Median Ride Length per Day
What is the median ride duration per day of each rider group?
It can be seen that the highest median ride length for both casual riders and members is on Saturday and Sunday. This could mean that both rider group have more time to ride or go for a trip during weekends than on weekdays. Casual riders also has longer ride duration compared to members.
Total Rides per Day
How many rides per day does each rider group take?
From the result, it can be seen that most trips occurred during weekends(Saturday and Sunday) for both members and casual riders. But if we look at it further, there are higher trips taken by members than the casual riders during weekends. This could mean members most often use the service during weekdays and casual riders most often use the service during weekends.

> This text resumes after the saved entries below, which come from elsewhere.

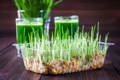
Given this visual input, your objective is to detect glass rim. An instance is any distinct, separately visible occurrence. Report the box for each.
[17,10,51,12]
[16,17,43,20]
[16,18,43,25]
[17,10,51,18]
[54,15,79,19]
[54,15,79,22]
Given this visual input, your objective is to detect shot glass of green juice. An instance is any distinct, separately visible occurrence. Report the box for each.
[54,15,79,38]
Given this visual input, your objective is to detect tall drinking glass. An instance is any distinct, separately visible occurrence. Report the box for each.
[16,10,50,43]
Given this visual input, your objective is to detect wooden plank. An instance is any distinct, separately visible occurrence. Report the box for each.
[40,64,120,80]
[0,37,15,51]
[93,64,120,80]
[110,46,120,75]
[0,45,41,80]
[0,9,120,38]
[1,10,120,38]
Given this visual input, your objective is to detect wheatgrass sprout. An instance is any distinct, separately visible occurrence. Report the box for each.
[16,21,110,74]
[14,0,63,18]
[100,33,109,54]
[20,22,109,65]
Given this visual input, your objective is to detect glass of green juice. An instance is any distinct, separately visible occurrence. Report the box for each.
[16,10,50,43]
[16,18,43,43]
[54,15,79,38]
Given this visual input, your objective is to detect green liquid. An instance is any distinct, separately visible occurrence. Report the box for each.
[55,21,79,38]
[16,24,43,43]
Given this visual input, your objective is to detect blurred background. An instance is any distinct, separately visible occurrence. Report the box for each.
[0,0,120,78]
[0,0,120,43]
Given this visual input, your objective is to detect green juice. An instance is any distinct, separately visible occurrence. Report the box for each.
[55,20,79,38]
[16,20,43,43]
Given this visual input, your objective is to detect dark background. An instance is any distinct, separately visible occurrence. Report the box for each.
[0,0,120,79]
[0,0,120,43]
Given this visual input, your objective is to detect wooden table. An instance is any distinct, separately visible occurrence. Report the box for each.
[0,37,120,80]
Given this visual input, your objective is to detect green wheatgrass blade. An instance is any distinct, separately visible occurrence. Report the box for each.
[14,0,63,18]
[103,33,109,54]
[19,21,109,63]
[54,0,63,6]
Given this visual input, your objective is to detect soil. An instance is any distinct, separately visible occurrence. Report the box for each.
[23,53,105,74]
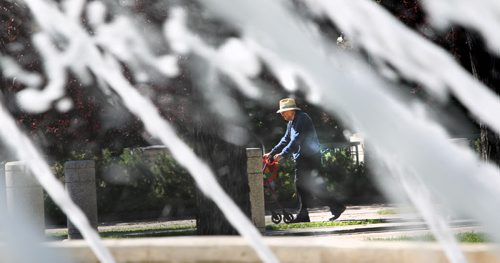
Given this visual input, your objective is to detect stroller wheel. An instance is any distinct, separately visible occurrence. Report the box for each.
[271,211,282,224]
[283,211,294,224]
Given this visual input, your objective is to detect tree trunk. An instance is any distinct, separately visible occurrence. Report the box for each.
[480,124,489,161]
[479,125,500,163]
[192,127,251,235]
[188,56,251,235]
[467,33,500,164]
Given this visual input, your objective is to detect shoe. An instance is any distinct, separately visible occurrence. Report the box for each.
[329,205,346,221]
[291,212,310,223]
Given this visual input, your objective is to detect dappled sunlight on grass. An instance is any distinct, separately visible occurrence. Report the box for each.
[266,219,384,231]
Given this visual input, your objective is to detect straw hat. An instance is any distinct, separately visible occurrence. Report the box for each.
[276,98,301,113]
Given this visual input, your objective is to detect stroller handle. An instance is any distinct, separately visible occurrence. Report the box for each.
[263,155,277,166]
[262,155,278,174]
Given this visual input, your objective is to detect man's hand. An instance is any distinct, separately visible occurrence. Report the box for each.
[263,152,271,159]
[273,154,283,162]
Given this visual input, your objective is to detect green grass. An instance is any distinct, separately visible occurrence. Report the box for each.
[99,224,195,239]
[456,232,489,243]
[377,208,398,215]
[371,232,489,243]
[101,229,196,239]
[48,219,386,239]
[377,209,398,215]
[46,230,68,240]
[265,219,384,231]
[46,224,196,240]
[100,224,193,233]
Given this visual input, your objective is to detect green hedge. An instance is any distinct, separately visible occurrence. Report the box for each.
[320,148,381,204]
[45,149,195,226]
[96,149,195,220]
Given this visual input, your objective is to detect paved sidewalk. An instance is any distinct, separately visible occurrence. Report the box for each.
[264,203,410,226]
[103,204,400,232]
[264,204,479,240]
[46,204,479,240]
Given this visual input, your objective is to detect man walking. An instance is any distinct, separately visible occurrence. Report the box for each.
[264,98,346,223]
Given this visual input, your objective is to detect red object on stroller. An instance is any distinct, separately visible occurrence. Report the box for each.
[262,157,279,187]
[262,156,294,224]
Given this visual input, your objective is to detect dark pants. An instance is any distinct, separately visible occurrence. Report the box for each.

Most Popular Start Stations
What station is the most popular for each rider type?
Voila! It seems like the trips made by the riders start from different regions. We’ll look into this better through a visualization. From the top 10 start station for members and casual riders, there is only one station where both riders’ top 10 start station is the same. It is the Wells St & Concord Ln.
Most Used Bike Type
What is the most popular bike riders use?
There are three bike types riders may use. Riders may use either a classic bike, an electric bike or a docked bike.
The query showed that riders use classic bikes more than the two bike types. Next, I investigated the most popular bike type by members and casual riders.
The above remains true where classic bikes is the most used bike for each rider group. Another interesting thing here is that only one annual rider used a docked bike. Casual riders used docked bikes more than members.